Old venerable brand. Unionized workers. Well-known. Losing money. First-rate products. Legendary brand allure. Icon.
Such is the case with Corning subsidiary, Steuben Glass. No longer is lead crystal the must-have bridal gift, and no longer is Corning willing to lose money. USA Today reports they have lost $30 million over the last five years, on sales of $25 million yearly. This is a particularly scary situation because Corning is a well-run company; the problem is that they do not know about consumer goods.
First, one has to wonder about their glass line called Tattoo, which is inspired by tattoo artists. That’s the lure on the front page of the website (pictured here), it really does not jukes up the old WASPy bridal trousseau to have that sort of grunge idea around. Other than that, they need ideas badly.
- Who might buy the company?
- What might be done to the company to make it profitable?
- How might this be accomplished without just turning the company into a licensing firm?
Steuben saviors wanted.
A few thoughts:
1. Every girl that’s about to get married needs a Hand Cooler. These glass animals, running about $100 to $300 bucks, are the perfect entry level Steuben gift. Before the wedding, there is alot more cash running around. And they make a perfect bridesmaid gift. So a big bucks wedding can mean the sale of a dozen or so.

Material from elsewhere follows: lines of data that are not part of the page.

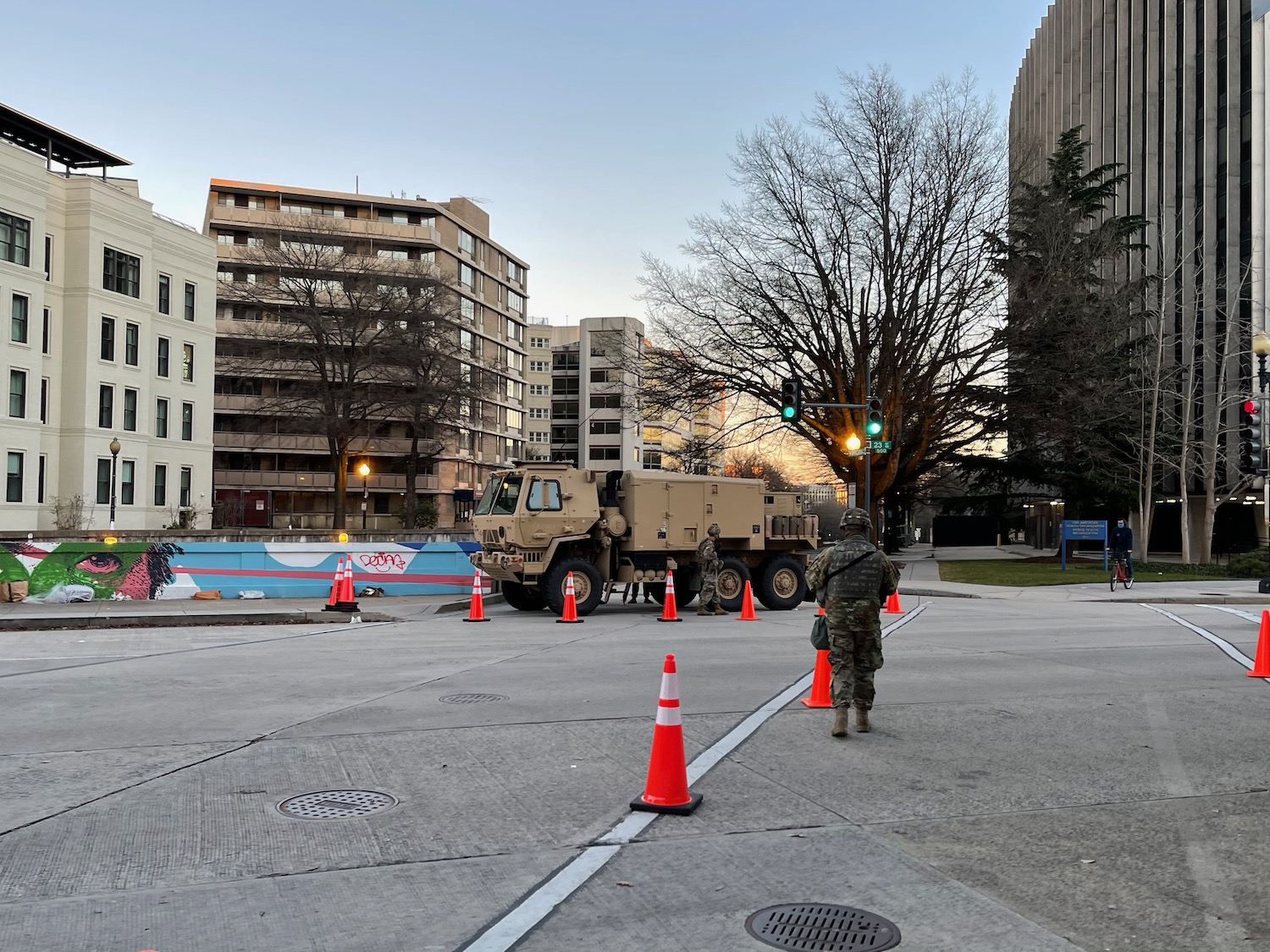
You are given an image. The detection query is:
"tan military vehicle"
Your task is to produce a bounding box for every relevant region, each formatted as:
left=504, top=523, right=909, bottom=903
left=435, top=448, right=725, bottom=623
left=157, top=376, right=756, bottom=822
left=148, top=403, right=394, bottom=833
left=472, top=464, right=820, bottom=614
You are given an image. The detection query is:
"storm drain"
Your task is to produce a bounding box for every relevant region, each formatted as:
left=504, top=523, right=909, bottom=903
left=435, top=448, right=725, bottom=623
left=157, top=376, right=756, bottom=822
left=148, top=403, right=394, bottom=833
left=746, top=903, right=899, bottom=952
left=437, top=695, right=508, bottom=705
left=279, top=790, right=398, bottom=820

2. Ditch the creepy Tattoo line. What kind of person is going to buy a friggin glass snake? I mean really! And even if they sell alot of these creepy snakes and such, this wiccan-type baby boomer weirdness turns off the old-line customers who still fall for Steuben. Plus, twentysomethings who would be the target audience were all reared on Abercrombie and Lilly Pulitzer. Tattoo? Please! NO MORE EDGY! Dungeons and Dragons crowd is not interested anyway (though it might be amusing if Steuben made some D&D game pieces).
3. Establish some entry-level price point items. The genius of Tiffany is their sale of entry level gifts and such. So one might buy Elsa Peretti earrings for $195, for instance. This allows the average person to get in the habit of buying a certain brand, and gets them started. When they age, and have more money, they are in the Steuben habit. The lower price items could even be sold for $75 to give to teenage girls as graduation presents. You have to get younger audiences hooked (but you don’t do it with weird stuff). The Crocs/High School Musical crowd wants things that are youthful, sort of expensive, clean and respectful.

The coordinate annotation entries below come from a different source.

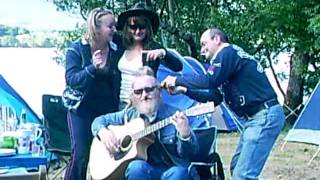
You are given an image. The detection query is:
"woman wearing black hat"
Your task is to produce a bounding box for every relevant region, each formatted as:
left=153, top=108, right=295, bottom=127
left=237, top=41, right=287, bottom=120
left=118, top=3, right=182, bottom=109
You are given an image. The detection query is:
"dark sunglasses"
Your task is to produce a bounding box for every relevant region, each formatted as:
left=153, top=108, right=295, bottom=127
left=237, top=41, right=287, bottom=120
left=133, top=86, right=158, bottom=95
left=129, top=24, right=146, bottom=30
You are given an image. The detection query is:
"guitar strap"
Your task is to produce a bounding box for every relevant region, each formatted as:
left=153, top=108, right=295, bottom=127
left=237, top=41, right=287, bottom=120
left=157, top=131, right=179, bottom=165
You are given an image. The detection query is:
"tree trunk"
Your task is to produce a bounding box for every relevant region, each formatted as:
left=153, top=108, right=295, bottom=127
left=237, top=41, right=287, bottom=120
left=285, top=53, right=309, bottom=125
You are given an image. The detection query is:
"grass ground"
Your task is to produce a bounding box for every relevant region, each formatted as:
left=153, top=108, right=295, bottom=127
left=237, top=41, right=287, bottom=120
left=49, top=132, right=320, bottom=180
left=217, top=133, right=320, bottom=180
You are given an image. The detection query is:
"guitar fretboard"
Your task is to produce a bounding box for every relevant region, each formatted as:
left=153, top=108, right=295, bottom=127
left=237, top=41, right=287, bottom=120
left=132, top=104, right=209, bottom=141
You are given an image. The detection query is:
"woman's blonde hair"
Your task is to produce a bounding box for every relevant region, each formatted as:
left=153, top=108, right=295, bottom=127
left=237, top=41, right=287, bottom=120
left=85, top=7, right=113, bottom=47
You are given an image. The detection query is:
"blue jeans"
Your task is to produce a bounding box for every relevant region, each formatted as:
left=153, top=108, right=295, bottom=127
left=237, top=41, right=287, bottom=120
left=125, top=160, right=191, bottom=180
left=230, top=105, right=285, bottom=180
left=64, top=111, right=94, bottom=180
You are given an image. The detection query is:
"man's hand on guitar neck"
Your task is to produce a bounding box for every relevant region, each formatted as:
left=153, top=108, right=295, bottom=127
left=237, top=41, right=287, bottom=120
left=98, top=128, right=119, bottom=156
left=171, top=111, right=191, bottom=139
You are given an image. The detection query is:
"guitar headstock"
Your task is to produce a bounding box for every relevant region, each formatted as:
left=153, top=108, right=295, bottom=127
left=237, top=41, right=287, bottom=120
left=185, top=102, right=214, bottom=116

4. Find a buyer. A buyer that has something to gain by ownership, perhaps outside the U.S., might be hard to swallow, but it might be the best answer. For instance, an Asian company that wants to get into the luxury goods market across the world would do well with Steuben. They would have an insta-dealer network in the U.S. and in luxury stores across the world, and also have the ability to create a lower tier Steuben brand, while leaving the main Steuben line intact. The operation in the U.S. would have craftsmen making the top line stuff and designing the second tier stuff in the U.S. for manufacture overseas where labor is cheap. Tata is buying Land Rover and Jaguar. Why not. What might be some options? Perhaps Tata Ceramics or Jaipur Ceramics Private Limited. Or is there a luxury goods partner like Neiman Marcus, which owns Horchow.

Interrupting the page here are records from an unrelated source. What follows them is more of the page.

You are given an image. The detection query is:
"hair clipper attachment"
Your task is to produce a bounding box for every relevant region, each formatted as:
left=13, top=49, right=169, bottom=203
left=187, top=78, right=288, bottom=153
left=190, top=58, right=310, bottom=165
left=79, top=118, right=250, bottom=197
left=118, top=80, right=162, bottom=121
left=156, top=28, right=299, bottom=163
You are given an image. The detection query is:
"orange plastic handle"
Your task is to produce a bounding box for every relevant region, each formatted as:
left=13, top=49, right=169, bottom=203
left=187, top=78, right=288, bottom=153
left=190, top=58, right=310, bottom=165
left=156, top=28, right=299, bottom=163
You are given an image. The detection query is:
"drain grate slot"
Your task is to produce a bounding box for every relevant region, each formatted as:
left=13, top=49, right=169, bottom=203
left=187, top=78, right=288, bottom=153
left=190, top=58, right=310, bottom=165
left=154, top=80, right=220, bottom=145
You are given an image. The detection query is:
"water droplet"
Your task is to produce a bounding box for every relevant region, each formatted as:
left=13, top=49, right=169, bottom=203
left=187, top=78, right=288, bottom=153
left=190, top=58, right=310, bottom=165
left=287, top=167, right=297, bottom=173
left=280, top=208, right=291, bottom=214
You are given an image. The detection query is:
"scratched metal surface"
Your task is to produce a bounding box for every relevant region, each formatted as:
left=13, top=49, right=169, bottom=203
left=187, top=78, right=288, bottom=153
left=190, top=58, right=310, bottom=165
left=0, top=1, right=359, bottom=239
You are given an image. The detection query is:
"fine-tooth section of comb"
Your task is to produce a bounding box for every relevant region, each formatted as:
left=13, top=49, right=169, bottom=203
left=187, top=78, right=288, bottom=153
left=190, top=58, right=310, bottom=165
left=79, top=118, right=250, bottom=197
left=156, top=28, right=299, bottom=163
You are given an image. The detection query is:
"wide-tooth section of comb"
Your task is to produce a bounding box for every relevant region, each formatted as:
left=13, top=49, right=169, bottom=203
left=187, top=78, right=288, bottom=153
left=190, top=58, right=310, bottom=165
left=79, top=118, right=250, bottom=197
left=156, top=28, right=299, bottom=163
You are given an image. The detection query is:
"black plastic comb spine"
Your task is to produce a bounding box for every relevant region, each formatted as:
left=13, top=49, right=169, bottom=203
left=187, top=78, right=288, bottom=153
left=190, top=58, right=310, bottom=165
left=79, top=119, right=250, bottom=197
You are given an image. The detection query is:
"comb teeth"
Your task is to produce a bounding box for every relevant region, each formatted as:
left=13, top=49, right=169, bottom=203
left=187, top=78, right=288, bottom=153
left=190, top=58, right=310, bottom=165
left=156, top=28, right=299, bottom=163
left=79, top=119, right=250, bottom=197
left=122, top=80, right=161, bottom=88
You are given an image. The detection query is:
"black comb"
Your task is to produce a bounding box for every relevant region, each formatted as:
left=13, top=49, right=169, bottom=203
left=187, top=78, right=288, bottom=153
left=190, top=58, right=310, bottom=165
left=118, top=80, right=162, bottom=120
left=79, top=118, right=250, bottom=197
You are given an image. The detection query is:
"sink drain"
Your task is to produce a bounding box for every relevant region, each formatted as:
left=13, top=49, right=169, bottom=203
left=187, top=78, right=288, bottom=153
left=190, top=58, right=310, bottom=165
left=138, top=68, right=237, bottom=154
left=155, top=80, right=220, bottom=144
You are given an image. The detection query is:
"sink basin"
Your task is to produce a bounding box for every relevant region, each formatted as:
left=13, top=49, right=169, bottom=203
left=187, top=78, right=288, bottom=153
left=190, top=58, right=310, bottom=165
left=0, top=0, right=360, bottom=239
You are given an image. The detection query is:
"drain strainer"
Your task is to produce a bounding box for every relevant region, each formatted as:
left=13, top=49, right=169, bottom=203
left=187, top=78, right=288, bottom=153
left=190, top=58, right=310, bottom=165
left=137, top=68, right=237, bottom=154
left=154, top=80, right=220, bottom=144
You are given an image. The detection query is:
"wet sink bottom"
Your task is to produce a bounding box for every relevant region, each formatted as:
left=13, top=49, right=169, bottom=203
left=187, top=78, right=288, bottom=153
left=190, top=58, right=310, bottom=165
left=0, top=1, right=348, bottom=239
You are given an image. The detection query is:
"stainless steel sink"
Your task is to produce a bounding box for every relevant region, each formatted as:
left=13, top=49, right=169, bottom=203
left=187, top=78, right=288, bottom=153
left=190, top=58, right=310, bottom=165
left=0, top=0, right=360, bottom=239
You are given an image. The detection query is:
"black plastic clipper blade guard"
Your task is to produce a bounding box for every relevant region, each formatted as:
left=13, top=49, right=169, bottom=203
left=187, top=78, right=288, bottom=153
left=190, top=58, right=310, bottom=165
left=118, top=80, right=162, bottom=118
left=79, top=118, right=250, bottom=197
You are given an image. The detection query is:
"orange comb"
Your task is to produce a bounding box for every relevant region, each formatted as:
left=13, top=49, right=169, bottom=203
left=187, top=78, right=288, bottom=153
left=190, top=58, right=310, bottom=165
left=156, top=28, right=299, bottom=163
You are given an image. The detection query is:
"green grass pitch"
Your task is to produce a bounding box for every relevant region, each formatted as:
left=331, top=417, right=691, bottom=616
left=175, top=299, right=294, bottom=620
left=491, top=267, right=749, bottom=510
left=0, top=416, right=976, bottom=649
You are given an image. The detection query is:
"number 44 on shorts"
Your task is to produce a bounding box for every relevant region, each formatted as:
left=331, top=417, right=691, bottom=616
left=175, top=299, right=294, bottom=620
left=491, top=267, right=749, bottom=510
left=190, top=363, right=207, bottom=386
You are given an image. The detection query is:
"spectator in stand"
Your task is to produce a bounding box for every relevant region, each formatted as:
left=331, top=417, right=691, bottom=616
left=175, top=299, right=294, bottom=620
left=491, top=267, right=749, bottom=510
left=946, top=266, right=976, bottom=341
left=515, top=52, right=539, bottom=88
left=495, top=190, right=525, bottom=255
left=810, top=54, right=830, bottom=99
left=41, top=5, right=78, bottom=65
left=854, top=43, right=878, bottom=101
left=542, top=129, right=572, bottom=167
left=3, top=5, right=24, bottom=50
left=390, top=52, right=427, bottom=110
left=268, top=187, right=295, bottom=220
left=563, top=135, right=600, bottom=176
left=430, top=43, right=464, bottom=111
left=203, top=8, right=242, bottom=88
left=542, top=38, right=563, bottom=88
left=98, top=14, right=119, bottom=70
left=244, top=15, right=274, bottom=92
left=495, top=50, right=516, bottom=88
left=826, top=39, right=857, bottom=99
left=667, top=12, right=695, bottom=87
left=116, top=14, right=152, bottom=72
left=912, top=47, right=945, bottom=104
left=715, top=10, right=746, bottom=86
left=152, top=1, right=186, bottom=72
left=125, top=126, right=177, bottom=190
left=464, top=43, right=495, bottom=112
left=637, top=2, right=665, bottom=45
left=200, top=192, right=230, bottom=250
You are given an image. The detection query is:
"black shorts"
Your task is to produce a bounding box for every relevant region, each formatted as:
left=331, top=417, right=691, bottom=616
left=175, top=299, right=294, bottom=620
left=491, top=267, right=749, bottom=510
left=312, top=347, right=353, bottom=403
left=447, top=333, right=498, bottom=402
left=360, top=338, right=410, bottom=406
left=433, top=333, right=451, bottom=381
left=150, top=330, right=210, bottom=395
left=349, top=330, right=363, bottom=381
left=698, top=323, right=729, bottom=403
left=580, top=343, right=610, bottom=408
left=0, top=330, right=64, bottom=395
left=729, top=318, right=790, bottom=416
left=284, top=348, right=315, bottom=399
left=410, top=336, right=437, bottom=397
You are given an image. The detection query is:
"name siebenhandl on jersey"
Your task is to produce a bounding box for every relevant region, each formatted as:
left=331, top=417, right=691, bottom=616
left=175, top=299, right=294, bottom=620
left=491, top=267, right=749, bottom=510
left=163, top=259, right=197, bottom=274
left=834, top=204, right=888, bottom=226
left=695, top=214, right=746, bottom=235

5. The association with Pyrex made sense for Steuben. When Corning started licensing out Pyrex, a great thematic link was broken. When Pyrex was part of Corning, Corning gave Pyrex credibility as a great piece of design and technology and quality. Corning’s ownership of Steuben connected with Pyrex. Today, Pyrex is sold by the cooking firm World Kitchen LLC, apparently under license from Corning. World Kitchen owns brands like Revere, Ecko, etc. Corning pretty much ruined Revere Ware, a company it bought in 1988. Revere Ware used to be in every bridal trousseau, but they lost their market. The reason? Steuben was about glass. Corning was about glass. And Pyrex is about glass. Glass. Not housewares. Perhaps World Kitchen could buy Steuben, reunite it with Pyrex, and spin that company off into a public luxury branded company?
6. Take a Coach or Harley approach. The companies Harley Davidson and Coach have taken rusty American brand names and revived them. While each has had ups and downs, the business model is simple. One buys Coach and Harley Davidson because one aspires to be a certain type of person. A cult develops. More people buy, and a brand is re-established.
7. Perhaps the big New York museum store has to go. The overhead of operating a big store is daunting, and only the largest consumer brands like Disney and Apple can operate such palaces as advertising venues. How much of that loss over the last years is attributed to the store? Steuben would do better to have a boutique in a luxury department store like Henri Bendel. Then it would take just a few staffers to sell to the carriage trade.